Westpac Saves 10% in St George Merger

Submitted by Share Trading on 18 December, 2008 - 16:28

Westpac Banking Corporation (WBC), a multinational financial service company, is expected to save $400 million by 2011 as a result of acquiring St George Bank (SGB). The bank estimated that it would gain $365 million in the next three years due to 20-25% of cost reduction and this figure has been upgraded because of the takeover. It is also expected that, about 2000 staffs will be sacked in this merge.

The banking company has announced that the group executives will be reduced from 18 to 12 and general managers from 144 to 87. A huge cut has been taken place by reducing the number of Westpac senior executives from 789 to 434. In a slide presentation the bank said that the merger integration was "proceeding well" and "on track to deliver significant benefits to customers and shareholders".
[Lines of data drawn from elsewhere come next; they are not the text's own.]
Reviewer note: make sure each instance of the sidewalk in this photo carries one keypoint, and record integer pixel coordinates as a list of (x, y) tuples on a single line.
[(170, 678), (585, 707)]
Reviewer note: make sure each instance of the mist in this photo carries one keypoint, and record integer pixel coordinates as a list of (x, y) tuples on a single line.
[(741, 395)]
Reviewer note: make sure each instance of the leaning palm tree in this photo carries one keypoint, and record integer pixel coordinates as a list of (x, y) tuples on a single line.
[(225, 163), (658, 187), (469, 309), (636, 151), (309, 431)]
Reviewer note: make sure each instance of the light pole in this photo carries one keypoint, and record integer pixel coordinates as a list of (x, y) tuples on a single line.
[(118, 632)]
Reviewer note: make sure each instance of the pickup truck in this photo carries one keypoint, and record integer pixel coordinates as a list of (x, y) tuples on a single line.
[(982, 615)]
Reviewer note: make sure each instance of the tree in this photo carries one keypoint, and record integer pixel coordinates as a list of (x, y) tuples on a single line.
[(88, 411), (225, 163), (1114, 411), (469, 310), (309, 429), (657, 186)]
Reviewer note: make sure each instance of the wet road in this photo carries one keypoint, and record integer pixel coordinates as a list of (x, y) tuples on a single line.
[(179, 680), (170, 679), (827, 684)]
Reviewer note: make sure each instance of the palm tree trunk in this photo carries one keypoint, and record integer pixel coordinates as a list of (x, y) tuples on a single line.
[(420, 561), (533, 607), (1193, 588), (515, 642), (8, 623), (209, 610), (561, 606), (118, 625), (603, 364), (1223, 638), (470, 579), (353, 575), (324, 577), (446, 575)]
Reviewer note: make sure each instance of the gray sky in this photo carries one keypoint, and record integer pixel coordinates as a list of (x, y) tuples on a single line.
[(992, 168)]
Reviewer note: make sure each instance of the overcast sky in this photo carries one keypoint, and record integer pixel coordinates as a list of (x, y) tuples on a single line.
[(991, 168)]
Phil Coffey, CFO of Westpac said that the final purchase price valued St George at $12.2 billion. "It's certainly been an eventful six months from the time of the announcement of the merger to the final acquisition” he said. Now that the deal was completed, Westpac was well capitalised after the bond issuance and institutional placement was carried out. He added that "We are in good shape to deal with the procyclicalities and the opportunities of the 2009 economic and business cycle”, “Two weeks into the merger and we are making good progress in fair valuing the St George balance sheet”.

WBC said; St George cost base had been reduced after the announcement of merger. The SGB’s chief transformation officer Brad Cooper said the job slices that had occurred so far did not result in all of the affected staff leaving the bank. The investors shifted to take up the shares of Commonwealth Bank of Australia so the Westpac share price fell nearly 5 per cent yesterday.